A maioria das ações contra empresas desde 2006 foi pacífica, mas ocorreram casos sérios de destruição de plantações ou depredação do patrimônio - em 7 dos 45 casos de ocupação. "Foram atos para demarcar uma posição política, seja contra o plantio de transgênicos, seja contra a privatização", afirma Antonio Julio de Menezes Neto, sociólogo e professor da Faculdade de Educação da Universidade Federal de Minas Gerais (UFMG).

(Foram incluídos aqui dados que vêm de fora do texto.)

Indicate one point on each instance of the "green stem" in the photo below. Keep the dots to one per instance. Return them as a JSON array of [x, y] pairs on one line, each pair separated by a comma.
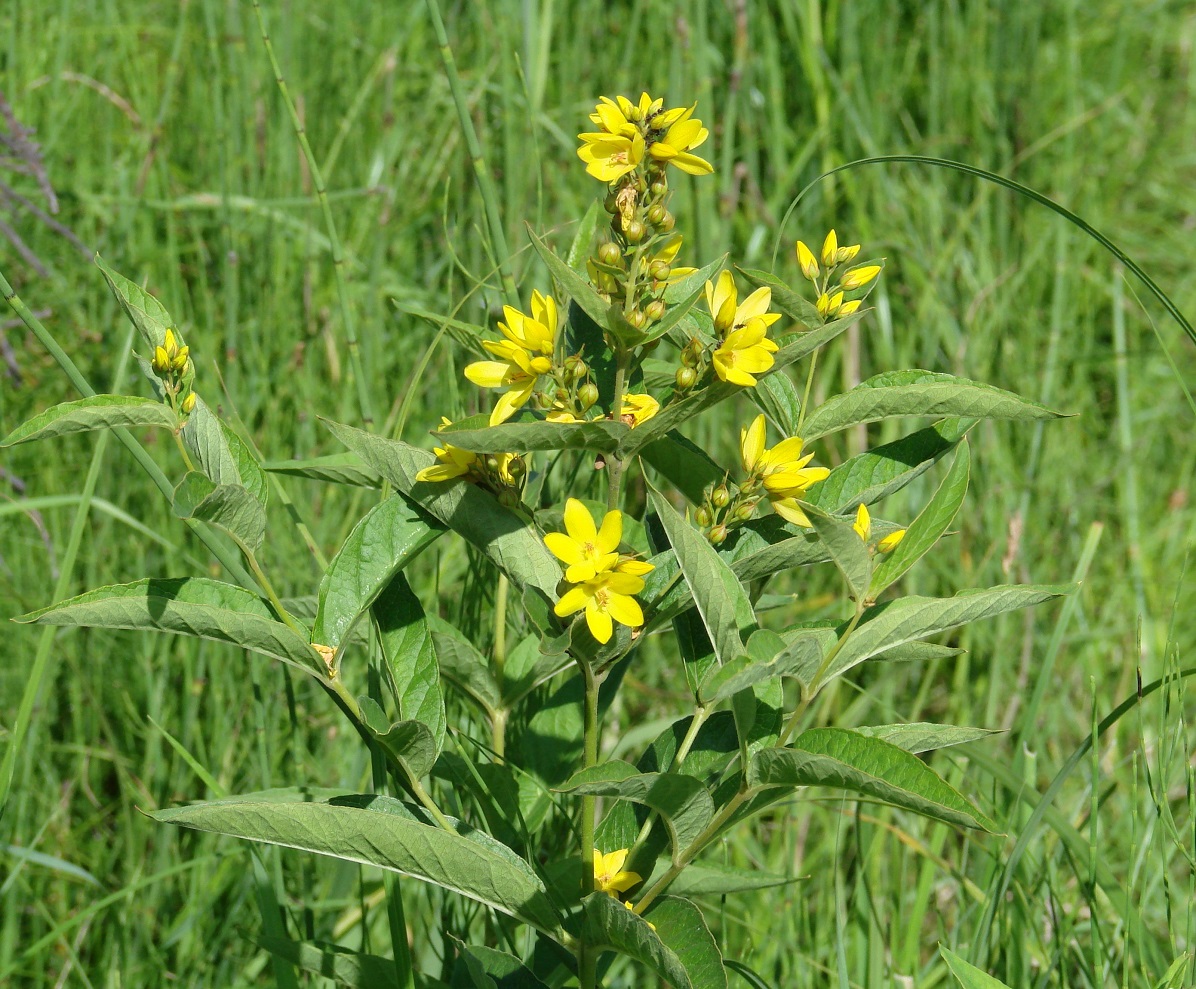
[[317, 178]]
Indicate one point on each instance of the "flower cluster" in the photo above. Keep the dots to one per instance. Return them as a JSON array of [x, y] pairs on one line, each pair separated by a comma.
[[823, 275], [603, 579]]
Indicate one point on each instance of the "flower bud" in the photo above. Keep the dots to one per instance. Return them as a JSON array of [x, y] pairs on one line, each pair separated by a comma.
[[610, 254], [830, 249], [807, 262], [860, 276]]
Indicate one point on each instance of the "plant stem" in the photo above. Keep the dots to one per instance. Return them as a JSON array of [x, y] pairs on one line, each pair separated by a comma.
[[317, 178]]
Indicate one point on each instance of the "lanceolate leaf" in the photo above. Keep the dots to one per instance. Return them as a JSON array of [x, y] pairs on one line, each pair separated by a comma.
[[923, 737], [99, 411], [389, 537], [847, 759], [919, 392], [602, 435], [868, 477], [928, 527], [208, 609], [378, 831], [915, 617], [407, 645], [681, 800], [230, 507], [514, 547]]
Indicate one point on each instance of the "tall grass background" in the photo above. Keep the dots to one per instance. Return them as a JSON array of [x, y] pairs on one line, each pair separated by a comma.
[[171, 152]]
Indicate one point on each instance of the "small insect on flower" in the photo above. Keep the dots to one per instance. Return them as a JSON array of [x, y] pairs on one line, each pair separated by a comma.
[[609, 874]]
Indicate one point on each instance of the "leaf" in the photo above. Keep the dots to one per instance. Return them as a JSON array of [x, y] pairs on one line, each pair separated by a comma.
[[928, 527], [868, 477], [925, 737], [407, 645], [681, 800], [606, 923], [847, 550], [337, 469], [500, 533], [378, 831], [208, 609], [847, 759], [602, 435], [785, 299], [99, 411], [915, 617], [142, 309], [921, 394], [968, 975], [720, 598], [777, 397], [389, 537], [574, 285], [230, 507], [684, 464]]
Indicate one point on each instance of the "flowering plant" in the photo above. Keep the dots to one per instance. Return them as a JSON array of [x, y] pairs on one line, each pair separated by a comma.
[[605, 532]]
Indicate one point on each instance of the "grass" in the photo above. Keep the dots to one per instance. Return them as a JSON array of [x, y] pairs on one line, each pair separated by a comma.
[[174, 157]]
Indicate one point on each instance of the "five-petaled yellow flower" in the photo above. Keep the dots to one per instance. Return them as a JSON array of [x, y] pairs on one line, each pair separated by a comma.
[[782, 470], [525, 353], [609, 875]]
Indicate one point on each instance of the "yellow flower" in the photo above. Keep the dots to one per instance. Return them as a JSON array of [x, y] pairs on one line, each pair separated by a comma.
[[744, 353], [609, 875], [728, 312], [640, 408], [782, 470], [453, 462], [683, 135], [584, 548], [606, 598], [525, 353], [862, 524]]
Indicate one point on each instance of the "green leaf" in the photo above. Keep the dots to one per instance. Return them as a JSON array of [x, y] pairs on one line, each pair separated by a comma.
[[230, 507], [606, 923], [390, 536], [868, 477], [99, 411], [920, 394], [575, 286], [336, 468], [777, 397], [602, 435], [407, 645], [681, 800], [785, 299], [720, 598], [847, 759], [925, 737], [847, 550], [928, 527], [904, 620], [142, 309], [968, 975], [208, 609], [514, 547], [684, 464], [378, 831]]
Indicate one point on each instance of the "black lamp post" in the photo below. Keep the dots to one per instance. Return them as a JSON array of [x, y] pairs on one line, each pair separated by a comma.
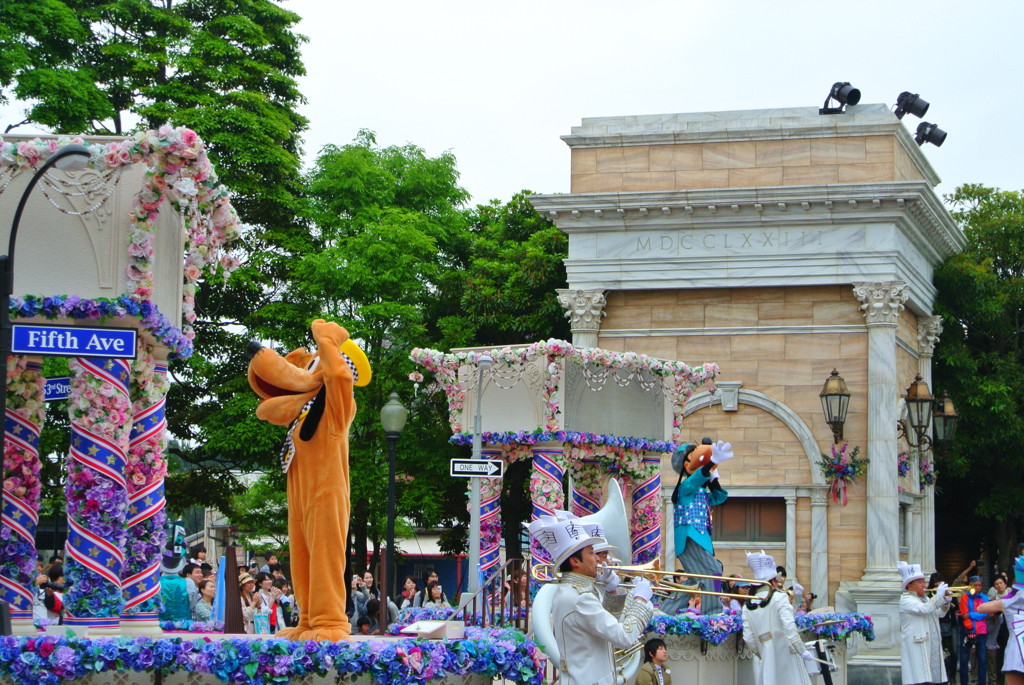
[[393, 417], [835, 402], [69, 158], [919, 408]]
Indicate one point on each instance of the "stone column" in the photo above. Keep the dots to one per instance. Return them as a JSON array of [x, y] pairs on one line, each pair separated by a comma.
[[584, 308], [819, 545], [881, 304], [791, 536], [929, 330]]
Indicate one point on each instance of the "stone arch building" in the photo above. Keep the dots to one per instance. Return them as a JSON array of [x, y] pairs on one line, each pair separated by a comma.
[[780, 244]]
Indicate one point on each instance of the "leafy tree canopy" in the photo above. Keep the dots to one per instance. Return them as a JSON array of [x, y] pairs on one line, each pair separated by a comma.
[[980, 358]]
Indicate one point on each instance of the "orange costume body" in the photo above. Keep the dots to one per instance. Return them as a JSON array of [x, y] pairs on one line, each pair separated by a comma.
[[312, 394]]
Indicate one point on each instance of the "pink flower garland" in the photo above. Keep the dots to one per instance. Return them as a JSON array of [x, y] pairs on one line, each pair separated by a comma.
[[180, 171]]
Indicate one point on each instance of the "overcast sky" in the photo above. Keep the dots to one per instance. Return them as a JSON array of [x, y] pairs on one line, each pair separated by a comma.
[[499, 83]]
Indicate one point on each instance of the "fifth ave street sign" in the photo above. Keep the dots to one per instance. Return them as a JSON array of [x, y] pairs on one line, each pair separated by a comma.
[[476, 468], [73, 341]]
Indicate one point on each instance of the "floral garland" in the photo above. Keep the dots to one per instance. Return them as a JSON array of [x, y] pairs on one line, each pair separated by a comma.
[[180, 170], [903, 463], [445, 367], [841, 468], [95, 502], [837, 626], [20, 468], [193, 626], [716, 628], [101, 309], [498, 653], [928, 472]]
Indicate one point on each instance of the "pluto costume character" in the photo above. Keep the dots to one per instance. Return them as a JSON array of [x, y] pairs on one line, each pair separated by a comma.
[[312, 394]]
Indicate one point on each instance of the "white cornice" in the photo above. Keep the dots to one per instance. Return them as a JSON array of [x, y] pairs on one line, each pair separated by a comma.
[[782, 124]]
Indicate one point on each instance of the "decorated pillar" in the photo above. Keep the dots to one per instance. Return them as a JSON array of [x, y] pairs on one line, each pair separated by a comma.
[[645, 524], [584, 308], [20, 488], [144, 532], [587, 486], [491, 519], [100, 415], [929, 330], [546, 490], [882, 304]]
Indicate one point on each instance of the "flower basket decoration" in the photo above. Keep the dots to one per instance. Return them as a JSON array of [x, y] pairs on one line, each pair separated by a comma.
[[841, 467]]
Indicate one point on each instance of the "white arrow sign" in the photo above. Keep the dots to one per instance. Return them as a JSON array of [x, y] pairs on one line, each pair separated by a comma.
[[476, 468]]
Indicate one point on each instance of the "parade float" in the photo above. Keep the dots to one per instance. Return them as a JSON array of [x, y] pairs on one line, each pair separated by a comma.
[[596, 426]]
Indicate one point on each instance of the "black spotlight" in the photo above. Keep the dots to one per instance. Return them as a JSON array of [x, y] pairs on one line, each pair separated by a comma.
[[930, 133], [843, 93], [908, 102]]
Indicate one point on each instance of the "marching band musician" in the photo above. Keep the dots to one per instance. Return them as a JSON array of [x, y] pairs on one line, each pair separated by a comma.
[[770, 630], [586, 632], [921, 648]]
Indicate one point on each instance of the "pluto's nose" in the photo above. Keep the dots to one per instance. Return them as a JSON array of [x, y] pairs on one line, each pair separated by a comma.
[[252, 348]]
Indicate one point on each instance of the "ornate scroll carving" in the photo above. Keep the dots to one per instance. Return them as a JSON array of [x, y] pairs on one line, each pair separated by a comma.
[[584, 308], [881, 302], [929, 330]]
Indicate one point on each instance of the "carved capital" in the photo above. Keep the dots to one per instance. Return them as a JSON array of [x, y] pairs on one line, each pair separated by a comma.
[[929, 330], [881, 302], [584, 308]]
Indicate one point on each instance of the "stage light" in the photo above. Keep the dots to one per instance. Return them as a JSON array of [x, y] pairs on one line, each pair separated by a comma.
[[908, 102], [930, 133], [843, 93]]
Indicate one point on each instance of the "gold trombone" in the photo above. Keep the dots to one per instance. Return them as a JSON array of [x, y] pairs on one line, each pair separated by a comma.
[[548, 573]]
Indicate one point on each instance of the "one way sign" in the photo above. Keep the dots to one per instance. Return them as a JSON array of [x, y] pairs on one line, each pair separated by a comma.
[[477, 468]]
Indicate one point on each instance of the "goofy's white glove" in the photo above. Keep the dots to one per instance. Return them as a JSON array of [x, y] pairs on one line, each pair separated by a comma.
[[608, 579], [721, 452], [642, 589]]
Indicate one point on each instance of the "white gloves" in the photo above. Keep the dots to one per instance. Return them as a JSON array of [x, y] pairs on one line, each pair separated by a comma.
[[642, 589], [721, 452], [608, 579]]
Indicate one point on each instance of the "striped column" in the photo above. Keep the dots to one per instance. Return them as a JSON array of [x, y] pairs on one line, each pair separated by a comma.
[[144, 536], [491, 519], [96, 491], [645, 523], [546, 491], [19, 512], [586, 499]]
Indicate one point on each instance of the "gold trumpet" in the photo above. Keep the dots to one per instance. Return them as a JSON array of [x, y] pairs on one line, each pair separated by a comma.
[[955, 590], [659, 585]]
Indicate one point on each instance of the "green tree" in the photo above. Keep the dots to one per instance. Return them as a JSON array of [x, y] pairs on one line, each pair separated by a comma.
[[980, 359]]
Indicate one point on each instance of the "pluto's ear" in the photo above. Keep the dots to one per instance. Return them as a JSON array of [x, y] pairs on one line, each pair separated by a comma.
[[315, 414]]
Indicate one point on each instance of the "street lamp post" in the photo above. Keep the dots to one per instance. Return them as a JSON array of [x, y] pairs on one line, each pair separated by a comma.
[[69, 158], [393, 417], [473, 580]]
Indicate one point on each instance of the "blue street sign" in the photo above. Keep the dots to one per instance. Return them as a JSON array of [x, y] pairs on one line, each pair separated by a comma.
[[73, 341], [56, 388]]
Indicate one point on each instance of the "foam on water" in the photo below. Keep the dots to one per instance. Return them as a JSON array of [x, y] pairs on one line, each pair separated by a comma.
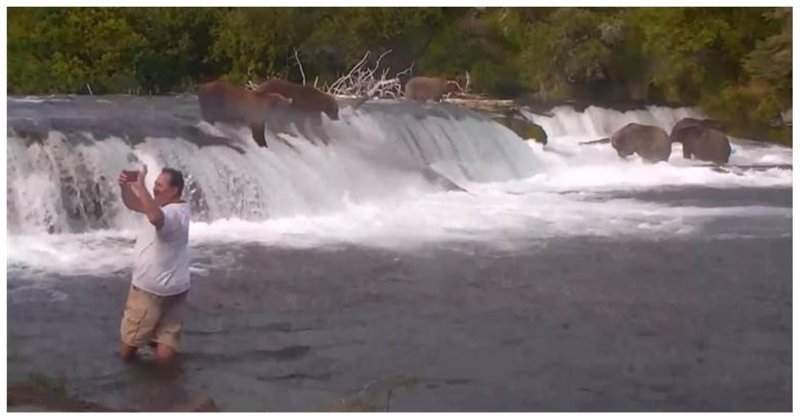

O sociólogo observa que a mudança de estratégia dos movimentos rurais é mais antiga. Nos anos 90, foram realizadas mais ações em áreas urbanas e sobre temas que ultrapassavam a questão agrária - entre eles a privatização da Vale e a pulverização de ações da Petrobras. Para Menezes, o MST acredita que a reforma agrária só será possível dentro de outro modelo sócio-econômico. Daí a inserção em discussões políticas mais amplas. "Não que a questão da reforma agrária tenha sido deixada de lado. Mas há um interesse em mudar a estrutura do país para que a reforma seja possível", diz.

Marina dos Santos, membro da coordenação nacional do MST e da coordenação da Via Campesina Brasil, corrobora a tese de Menezes. "Quando a gente faz esse tipo de ação, não estamos conversando com o governo. Não se trata da reforma agrária. Estamos falando de soberania nacional."

No processo de mudança de foco, no entanto, um questionamento antecede a avaliação sobre o formato das manifestações: por que dirigir as ações contra empresas. Para Menezes, o "MST busca uma crítica ao governo, mas sem romper com ele, por isso direciona a ação às empresas privadas. Eles ainda estão vinculados ao Lula. E o governo é um pouco conivente, porque precisa que a esquerda cresça no Congresso e precisa se preservar da influência de grandes empresas no parlamento."

De acordo com Marina dos Santos, as ações têm por objetivo alertar a sociedade sobre a concentração de poder econômico nas mãos de grupos transnacionais e, por esse motivo, a decisão de protestar em unidades de empresas como Monsanto, Stora Enso e Suzano.

Plínio Arruda Sampaio, presidente da Ação Brasileira da Reforma Agrária (Abra), é simpatizante dos movimentos, mas reconhece que a depredação de propriedades dificulta à Via Campesina ganhar simpatias. "Criou-se um círculo vicioso da barbárie. Se não quebrar nada, a mídia não divulga, as pessoas não reagem. Chegamos em um ponto onde, às vezes, a violência se torna o único meio de se fazer ouvir", diz.